Personal information
- Full name: Giotto Giuseppe Morandi
- Date of birth: 4 March 1999 (age 27)
- Place of birth: Locarno, Switzerland
- Height: 1.81 m (5 ft 11+1⁄2 in)
- Position: Midfielder

Team information
- Current team: Grasshopper Club Zürich
- Number: 11

Youth career
- 2006–2012: Ascona
- 2012–2014: Bellinzona
- 2014–2016: Lugano
- 2016–2017: Grasshopper

Senior career*
- Years: Team / Apps / (Gls)
- 2017–2018: Grasshopper U21 / 23 / (4)
- 2018–2025: Grasshopper / 157 / (25)
- 2019: → Schaffhausen (loan) / 5 / (0)
- 2025–2026: Servette / 16 / (0)
- 2026–: Grasshopper / 0 / (0)

International career^{‡}
- 2016-2017: Switzerland U17 / 8 / (0)

= Giotto Morandi =

Swiss footballer (born 1999)

Giotto Giuseppe Morandi (born 4 March 1999) is a Swiss professional footballer who plays as a midfielder for Grasshopper Club Zürich in the Swiss Super League.

==Professional career==
Morandi is a youth product of Ascona, Bellinzona, Lugano and Grasshopper. He made his professional debut for Grasshopper in a 4-0 Swiss Super League loss to FC Basel on 3 February 2019. He signed on loan with Schaffhausen in the second half of the 2019–20 season. He renewed his contract with Grasshopper on 12 February 2020.

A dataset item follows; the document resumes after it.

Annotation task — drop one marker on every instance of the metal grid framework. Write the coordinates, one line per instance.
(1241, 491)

In February 2021, he suffered an injury to his cruciate ligament and was out of action for the remainder of the season. In October 2021, he returned to the squad and by March 2022, he played his first minutes in the first team since his injury. On 2 April 2022, he was in the starting lineup in the derby against FC Zürich, where he also shot the only goal for Grasshoppers in the 1–1 draw, his first ever goal in the highest Swiss league. He quickly established himself as a mainstay in the first team's lineup for the remainder of the season. On 17 June 2022, he renewed his contract at Grasshoppers until summer 2025 before the start of the new season.

On 26 September 2023, he gave his 100th appearance for Grasshoppers, in the 1–2 defeat to FC Zürich in the Zürich Derby.

On 3 June 2025, he joined Swiss Super League rivals Servette on a free transfer after nine years in Zurich. He signed a three-year deal with Servette.

On 15 August 2026, he returned to GC Zurich.

==Personal life==
Morandi's father, Davide, is a former footballer and coach in Switzerland. Morandi promised him his jersey after shooting his first Super League goal.